Why does Firefox keep creating ~/Desktop?

For as long as I've used Linux, a Desktop folder has plagued my home directory. Despite my efforts to remove it, it has continued to reappear for no discernible reason. At some point I had the vague idea that it might be Firefox making it. A few days ago I finally broke, and decided that it was time to get to the bottom of it. I documented the process here.

Mozilla has a convenient tool that lets you search through the mozilla-unified codebase, which contains all of the Firefox code.

Since I had no idea what was even triggering the bug, I naively searched "Desktop" to see if there were any obvious matches. There were over a thousand results, and nothing relevant came up. However, I realized that a lot of the matches were "Desktop" as part of some sort of symbol name. Being a file path in my home directory, it might be more likely to be in a string. Searchfox supports regexp, so I used the expression ".*Desktop.*" and found something interesting:

I've noticed that Firefox doesn't always create a Desktop folder. It seems to appear at random times, but it would always appear eventually. This is consistent with it only being created when I opened preferences, which is what the search result seems to indicate. To test my hypothesis, I deleted the Desktop folder and opened the preferences page. I rechecked my home directory and my Desktop folder had indeed reappeared. This seemed like a promising starting point. Specifically, the this._getDownloadsFolder was interesting because it looked like it might create the folder if it fails to find it on the filesystem.

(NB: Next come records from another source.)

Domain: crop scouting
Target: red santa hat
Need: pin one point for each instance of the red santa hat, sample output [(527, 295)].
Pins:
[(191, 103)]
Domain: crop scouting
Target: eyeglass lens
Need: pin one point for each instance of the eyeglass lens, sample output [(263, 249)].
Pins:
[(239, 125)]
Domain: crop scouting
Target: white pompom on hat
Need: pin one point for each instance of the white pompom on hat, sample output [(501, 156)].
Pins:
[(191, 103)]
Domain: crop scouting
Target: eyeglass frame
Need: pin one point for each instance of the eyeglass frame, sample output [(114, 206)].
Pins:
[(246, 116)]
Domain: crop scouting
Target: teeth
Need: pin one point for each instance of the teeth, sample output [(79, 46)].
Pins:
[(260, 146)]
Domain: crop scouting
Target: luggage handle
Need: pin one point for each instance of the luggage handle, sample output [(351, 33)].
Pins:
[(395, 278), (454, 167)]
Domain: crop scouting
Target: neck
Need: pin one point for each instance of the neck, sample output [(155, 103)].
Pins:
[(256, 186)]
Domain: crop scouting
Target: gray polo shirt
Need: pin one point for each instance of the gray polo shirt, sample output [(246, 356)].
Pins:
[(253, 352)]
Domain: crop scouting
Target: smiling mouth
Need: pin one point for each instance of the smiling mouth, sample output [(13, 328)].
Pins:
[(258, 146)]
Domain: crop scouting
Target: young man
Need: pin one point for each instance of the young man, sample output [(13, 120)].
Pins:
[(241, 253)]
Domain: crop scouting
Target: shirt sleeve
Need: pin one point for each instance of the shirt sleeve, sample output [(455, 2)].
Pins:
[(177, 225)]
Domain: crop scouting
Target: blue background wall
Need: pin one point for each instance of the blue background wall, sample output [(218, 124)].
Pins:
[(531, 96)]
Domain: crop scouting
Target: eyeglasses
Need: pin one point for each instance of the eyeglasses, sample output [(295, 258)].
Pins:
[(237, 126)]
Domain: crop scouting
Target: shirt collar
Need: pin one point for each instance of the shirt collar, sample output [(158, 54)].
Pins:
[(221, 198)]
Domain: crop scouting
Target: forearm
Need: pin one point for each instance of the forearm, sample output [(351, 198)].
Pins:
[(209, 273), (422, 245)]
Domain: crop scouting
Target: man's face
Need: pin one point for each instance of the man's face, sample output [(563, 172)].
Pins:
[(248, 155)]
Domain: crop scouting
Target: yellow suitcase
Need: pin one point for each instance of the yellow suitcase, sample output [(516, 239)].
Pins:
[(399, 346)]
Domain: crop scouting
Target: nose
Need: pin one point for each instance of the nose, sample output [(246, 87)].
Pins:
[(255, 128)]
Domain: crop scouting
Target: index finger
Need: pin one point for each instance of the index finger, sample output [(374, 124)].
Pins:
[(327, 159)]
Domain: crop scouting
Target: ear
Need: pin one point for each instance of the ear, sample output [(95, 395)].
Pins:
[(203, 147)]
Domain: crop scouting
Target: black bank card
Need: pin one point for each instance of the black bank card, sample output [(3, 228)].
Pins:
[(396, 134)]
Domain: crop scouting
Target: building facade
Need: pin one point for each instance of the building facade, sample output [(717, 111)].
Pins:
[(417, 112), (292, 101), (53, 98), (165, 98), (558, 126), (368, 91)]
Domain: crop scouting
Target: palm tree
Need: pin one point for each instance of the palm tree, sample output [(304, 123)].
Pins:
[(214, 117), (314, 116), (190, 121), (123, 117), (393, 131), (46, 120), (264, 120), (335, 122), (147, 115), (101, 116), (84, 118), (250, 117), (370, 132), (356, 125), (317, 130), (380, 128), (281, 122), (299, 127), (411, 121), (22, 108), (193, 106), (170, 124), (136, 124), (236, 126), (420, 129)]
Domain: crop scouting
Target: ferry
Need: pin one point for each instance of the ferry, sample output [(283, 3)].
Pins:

So I set some breakpoints (using Firefox's debugging feature) near where this function is called with the "Desktop" argument.

Deleting the Desktop folder again and rerunning with breakpoints, I found that the folder appears after this._getDownloadsFolder("Desktop"); runs.

But why does this function need to run? It seems like it gets the display name for the folder in the preferences pane. So on a Unix-like system, if I set my downloads folder to be "$HOME/Downloads", it will instead display "Downloads", to be "user-friendly". If I set my downloads folder to be "$HOME/downloads", it will just display "$HOME/downloads". While mangling the directory name to make it less clear where it actually is seems kind of silly, UX people seem to like doing it, and it means that it actually does make sense to read the Download and Desktop directory names at the beginning of the function.

However, it does not make sense for these functions to be creating the directories. We need to go deeper. Let's see what _getDownloadsFolder looks like:

  async _getDownloadsFolder(aFolder) {
    switch (aFolder) {
      case "Desktop":
        return Services.dirsvc.get("Desk", Ci.nsIFile);
      case "Downloads":
        let downloadsDir = await Downloads.getSystemDownloadsDirectory();
        return new FileUtils.File(downloadsDir);
    throw new Error(
      "ASSERTION FAILED: folder type should be 'Desktop' or 'Downloads'"

Since only the Desktop folder gets created, presumably whatever is going wrong happens on the Services.dirsvc.get("Desk", Ci.nsIFile); call. Searching Services.dirsvc didn't turn up anything promising, but "Desk" seems like some sort of index, so I searched for that.

This gives us the symbol DirectoryService_OS_DesktopDirectory that looks like it might appear in other places. Indeed, it is used in xpcom/io/nsDirectoryService.cpp to get a file path, which makes sense. It has different branches for Mac, Windows and Unix. In the Unix branch, it performs the call GetSpecialSystemDirectory(Unix_XDG_Desktop, getter_AddRefs(localFile)). This function is in xpcom/io/SpecialSystemDirectory.cpp. With the given parameters, GetSpecialSystemDirectory eventually performs the call GetUnixXDGUserDirectory(aSystemDirectory, aFile) which contains the following code when aSystemDirectory == Unix_XDG_Desktop:

// for the XDG desktop dir, fall back to HOME/Desktop
// (for historical compatibility)
rv = GetUnixHomeDir(getter_AddRefs(file));
if (NS_FAILED(rv)) {
  return rv;

rv = file->AppendNative("Desktop"_ns);
rv = file->Exists(&exists);
if (NS_FAILED(rv)) {
  return rv;
if (!exists) {
  rv = file->Create(nsIFile::DIRECTORY_TYPE, 0755);
  if (NS_FAILED(rv)) {
    return rv;

While we could go deeper, this code is pretty obviously creating $HOME/Desktop as a fallback if XDG_DESKTOP is not specified elsewhere. In my case it isn't, so the fallback is created. Thus the titular question is answered.

As it turns out, this bug was filed 15(!) years ago, discussed, and then ignored. And, as Gijs, a friendly Firefox developer pointed out, it is actually a regression(!!!) introduced by the addition of XDG user directory support, also 15 years ago.

What's the fix?

While there were many potential ways to fix this, the simplest fix with the least potential for disruption was to revert to the behavior before the patch that introduced the regression: fall back to $HOME if $HOME/Desktop doesn't exist. Thanks to Gijs for helping me fix a long standing annoyance and getting my first Firefox patch landed!